Today, possibly more than any other point in time, the gap between what parents and their kids may be interested is the smallest it has ever been. How many dads can honestly say they didn’t take their kids to the recent Star Wars movies, as much for themselves as for their kids? Moreover, of those that did take their kids, who can’t honestly say that the conversations they had afterwards were not more engaged, and interesting, than those they had with their parents after seeing Star Wars the first time, some 30 odd years ago? It could be said that culturally, time has slowed between recent generations – where what my father did as a young ‘un might have held little interest to me, my boys show more than a passing interest when I pull things out I did at the same age.
So if you can take your kids to Star Wars, or the latest J.K. Rowling movie, and enjoy it every bit as much as they did, then there is a very good chance that there are many other things that will do the same; Star Wars and JK are completely geeky, you just need to let go of your preconceptions, strangely something most parents are willing to do for movies. Board and table top games for example are a perfect way to engage with kids at home. Sure there will need to be a common interest point (and let’s face it, if you enjoyed the movies, it won’t be that hard to find one) but once found, instead of your kids sitting there playing with their phone, or blasting away on the X-box, you can do something that’s every bit as challenging, and interesting, together.
*The problem many parents now face is where they may have grown up thinking geekery (computers, programming, gaming, whatever) was not cool, hence shunning it, their kids are now doing many of those geeky things as the norm, creating a divide between they and their parents.

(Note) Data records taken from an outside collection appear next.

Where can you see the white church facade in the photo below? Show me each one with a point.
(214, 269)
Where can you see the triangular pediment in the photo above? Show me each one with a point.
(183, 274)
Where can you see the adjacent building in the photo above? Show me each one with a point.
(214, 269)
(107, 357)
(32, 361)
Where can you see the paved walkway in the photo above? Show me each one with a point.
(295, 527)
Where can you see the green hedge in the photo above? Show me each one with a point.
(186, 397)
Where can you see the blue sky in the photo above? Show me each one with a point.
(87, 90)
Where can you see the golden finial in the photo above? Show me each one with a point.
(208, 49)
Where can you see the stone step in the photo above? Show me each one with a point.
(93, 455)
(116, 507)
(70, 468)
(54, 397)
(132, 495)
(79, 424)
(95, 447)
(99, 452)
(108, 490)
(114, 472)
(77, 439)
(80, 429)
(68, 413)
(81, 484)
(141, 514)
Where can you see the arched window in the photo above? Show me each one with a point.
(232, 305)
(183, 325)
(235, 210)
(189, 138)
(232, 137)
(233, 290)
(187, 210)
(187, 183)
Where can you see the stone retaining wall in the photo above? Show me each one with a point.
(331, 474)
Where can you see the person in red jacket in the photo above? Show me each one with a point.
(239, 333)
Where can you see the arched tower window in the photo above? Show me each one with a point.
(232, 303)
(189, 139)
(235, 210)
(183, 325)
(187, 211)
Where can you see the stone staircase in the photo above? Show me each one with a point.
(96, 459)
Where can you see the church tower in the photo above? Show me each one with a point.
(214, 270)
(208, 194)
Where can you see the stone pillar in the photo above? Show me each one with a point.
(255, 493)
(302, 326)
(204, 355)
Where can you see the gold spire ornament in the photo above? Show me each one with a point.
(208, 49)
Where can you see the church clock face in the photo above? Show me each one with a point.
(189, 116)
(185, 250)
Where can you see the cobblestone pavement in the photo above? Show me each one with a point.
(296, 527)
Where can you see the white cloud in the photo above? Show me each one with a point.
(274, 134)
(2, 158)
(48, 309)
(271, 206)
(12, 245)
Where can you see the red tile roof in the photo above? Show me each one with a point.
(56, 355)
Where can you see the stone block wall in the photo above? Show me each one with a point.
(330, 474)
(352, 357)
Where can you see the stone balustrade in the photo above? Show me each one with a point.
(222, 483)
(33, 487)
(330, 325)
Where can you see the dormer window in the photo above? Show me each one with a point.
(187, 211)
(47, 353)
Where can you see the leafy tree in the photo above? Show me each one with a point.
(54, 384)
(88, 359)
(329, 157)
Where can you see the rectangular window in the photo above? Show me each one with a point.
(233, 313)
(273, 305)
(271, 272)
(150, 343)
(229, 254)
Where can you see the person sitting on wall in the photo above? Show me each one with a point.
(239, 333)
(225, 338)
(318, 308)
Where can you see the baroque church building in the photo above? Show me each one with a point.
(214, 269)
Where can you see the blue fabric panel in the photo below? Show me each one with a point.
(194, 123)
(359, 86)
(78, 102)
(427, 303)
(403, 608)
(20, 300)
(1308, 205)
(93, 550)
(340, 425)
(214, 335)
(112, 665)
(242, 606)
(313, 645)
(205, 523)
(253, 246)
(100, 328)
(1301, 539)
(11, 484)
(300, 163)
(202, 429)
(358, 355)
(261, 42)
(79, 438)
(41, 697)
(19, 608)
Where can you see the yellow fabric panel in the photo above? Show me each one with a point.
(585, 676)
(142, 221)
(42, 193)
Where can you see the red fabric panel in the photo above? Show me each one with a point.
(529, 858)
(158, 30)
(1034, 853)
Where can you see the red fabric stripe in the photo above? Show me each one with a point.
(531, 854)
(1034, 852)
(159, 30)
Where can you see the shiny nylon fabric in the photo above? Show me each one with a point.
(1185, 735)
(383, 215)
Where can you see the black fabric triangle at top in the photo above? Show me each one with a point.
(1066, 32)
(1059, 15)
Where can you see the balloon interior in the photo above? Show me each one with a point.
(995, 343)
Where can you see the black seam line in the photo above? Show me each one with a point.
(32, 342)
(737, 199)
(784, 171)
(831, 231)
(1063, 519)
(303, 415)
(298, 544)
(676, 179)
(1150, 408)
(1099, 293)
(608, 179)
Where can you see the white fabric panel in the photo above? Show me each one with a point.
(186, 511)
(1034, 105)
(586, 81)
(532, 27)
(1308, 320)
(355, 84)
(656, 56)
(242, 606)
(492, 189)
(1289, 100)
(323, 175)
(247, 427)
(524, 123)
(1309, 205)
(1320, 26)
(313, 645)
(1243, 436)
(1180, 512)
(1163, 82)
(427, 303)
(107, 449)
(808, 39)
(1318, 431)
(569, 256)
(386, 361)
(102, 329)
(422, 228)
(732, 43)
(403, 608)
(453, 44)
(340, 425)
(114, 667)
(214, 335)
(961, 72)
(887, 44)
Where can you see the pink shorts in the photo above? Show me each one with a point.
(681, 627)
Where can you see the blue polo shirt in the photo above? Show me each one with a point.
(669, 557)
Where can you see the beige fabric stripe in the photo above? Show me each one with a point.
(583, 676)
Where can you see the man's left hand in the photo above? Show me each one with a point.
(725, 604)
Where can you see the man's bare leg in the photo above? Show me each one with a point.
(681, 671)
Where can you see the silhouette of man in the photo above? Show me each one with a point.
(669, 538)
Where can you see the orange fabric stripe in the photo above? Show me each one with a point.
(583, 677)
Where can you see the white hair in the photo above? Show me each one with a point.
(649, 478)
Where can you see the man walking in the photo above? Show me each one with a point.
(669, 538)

(1) Screen time is now being seen as a hinderance in the development in ‘deeper level thought’, effectively creating an expanding generation of ‘shallow level’ thinkers
(2) There is an increasing debate about the failure of the education system (in Australia) to promote and develop the imagination of younger children; it’s widely accepted that the school system is excellent in extinguishing most creative imagination. The federal government has identified the development of imagination in tertiary education as a core aim, in an attempt to prepare students for the future workplace, but as an education expert rightly pointed out, by the time a student reaches university, the imaginative skills have been extinguished with no real hope of rekindling them. Isn’t it better to address this when imagination is alive and well?